The most valuable combat data is likely to come from the most modern aircraft with the most sophisticated sensors and software taking on the most dangerous missions, such as the F-35 fighter and B-21 bomber. Koslov’s goal is to get that high-value data to Eglin ASAP — hopefully, he said, over the future all-purpose Air Battle Management System (ABMS) rather than some kind of bespoke network — crunch it with the aid of AI, and then use it to generate updates for all sorts of aircraft, not just the ones that gathered the original information.
“The Air Force needs to exercise that process and make it part of our training,” Koslov said. “If the mission data’s not good, we’re making Blue [US forces] pay the price.”
That’s already happened at a recent Red Flag wargame, he went on, with some painful lessons learned. A unit of legacy fighters — Koslov declined to specify the type — went up against a simulated enemy threat that wasn’t in their Mission Data Files, “losing” several aircraft. The intelligence cell on the ground gathered the data and transmitted it back to the experts at Eglin, who sent back an updated MDF in time for the unit’s next mission.
350th Spectrum Warfare Wing unit patch (Air Force graphic)
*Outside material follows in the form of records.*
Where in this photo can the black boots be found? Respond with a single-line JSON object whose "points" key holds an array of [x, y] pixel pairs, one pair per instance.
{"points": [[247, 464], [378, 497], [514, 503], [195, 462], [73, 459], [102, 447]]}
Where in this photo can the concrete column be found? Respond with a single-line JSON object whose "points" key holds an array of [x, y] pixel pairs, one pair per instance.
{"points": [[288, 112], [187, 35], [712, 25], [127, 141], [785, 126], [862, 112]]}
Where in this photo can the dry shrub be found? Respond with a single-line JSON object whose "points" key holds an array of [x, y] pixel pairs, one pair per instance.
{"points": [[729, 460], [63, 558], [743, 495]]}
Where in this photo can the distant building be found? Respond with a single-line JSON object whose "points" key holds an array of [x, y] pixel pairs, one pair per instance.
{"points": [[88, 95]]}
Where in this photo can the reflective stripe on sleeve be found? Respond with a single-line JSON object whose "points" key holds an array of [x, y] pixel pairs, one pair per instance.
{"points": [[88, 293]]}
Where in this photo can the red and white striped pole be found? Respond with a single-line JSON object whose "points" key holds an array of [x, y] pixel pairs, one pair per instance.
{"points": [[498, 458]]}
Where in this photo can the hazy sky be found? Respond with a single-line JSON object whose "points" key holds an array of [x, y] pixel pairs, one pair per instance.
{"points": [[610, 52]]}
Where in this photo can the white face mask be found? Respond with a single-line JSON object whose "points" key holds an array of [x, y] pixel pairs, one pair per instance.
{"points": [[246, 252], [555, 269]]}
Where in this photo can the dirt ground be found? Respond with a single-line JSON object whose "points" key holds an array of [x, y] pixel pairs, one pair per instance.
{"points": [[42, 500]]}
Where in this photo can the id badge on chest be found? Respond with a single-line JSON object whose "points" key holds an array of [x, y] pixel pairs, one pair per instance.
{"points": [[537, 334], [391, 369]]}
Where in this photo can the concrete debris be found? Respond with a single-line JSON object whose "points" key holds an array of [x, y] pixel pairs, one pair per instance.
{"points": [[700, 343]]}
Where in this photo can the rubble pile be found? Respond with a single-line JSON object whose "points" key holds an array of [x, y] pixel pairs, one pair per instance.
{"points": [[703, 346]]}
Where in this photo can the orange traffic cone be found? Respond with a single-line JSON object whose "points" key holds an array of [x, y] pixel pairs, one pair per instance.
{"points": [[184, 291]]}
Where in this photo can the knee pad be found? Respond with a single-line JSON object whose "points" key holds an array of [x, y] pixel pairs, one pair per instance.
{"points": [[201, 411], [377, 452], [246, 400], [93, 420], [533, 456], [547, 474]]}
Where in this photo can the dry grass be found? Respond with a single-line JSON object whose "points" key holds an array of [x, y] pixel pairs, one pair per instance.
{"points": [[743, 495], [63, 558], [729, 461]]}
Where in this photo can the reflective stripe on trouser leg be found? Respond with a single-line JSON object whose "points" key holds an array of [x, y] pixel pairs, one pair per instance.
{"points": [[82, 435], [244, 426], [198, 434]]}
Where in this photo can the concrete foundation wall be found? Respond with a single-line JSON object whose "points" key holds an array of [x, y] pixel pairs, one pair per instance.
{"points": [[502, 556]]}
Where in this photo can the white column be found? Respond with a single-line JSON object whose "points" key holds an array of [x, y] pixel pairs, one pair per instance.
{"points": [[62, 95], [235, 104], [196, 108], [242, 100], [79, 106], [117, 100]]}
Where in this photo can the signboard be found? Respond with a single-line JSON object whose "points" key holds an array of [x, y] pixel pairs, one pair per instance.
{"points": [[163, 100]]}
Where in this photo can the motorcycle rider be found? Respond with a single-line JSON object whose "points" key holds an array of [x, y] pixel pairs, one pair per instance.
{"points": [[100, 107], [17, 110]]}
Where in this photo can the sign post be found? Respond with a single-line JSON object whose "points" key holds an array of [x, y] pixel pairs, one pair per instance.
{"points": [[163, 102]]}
“Here’s where it fell down, [because of] our force’s unfamiliarity with those processes,” Koslov said. “The unit was not aware that they had an update, so they didn’t load it into their jets, so they flew the next day [without the update] and they got schwacked again.”
“They came back [to base]. We said, ‘hey, you had this file!’” Koslov continued. This time, the unit did upload the new MDF before taking off, he said — “and the next day they didn’t get schwacked.”
So there’s a lot more training exercises and field experimentation to do before the new rapid turnarounds become second nature. “In December, we’re going to do something much more massive,” Koslov said, with an exercise involving fighters gathering threat data that results in an updated Mission Data File for bombers.
There’s also a need for new technology, even on the F-35, the Air Force’s most advanced fighter, because it lacks an easy way to check the state of its extensive electronic warfare suite. “We can’t continue to build capabilities that are un-assessable,” Koslov told the AFA audience. “The F-35 is an amazing piece of machinery, but there is no way for the Air Force’s Combat Shield — which is its EW readiness assessment organization — to assess that platform’s EW readiness.”
“Being EW ready wasn’t built into that set of requirements” for F-35,” he said. “That is hurting us because we’re actually unable to say how ready we are at any given moment.”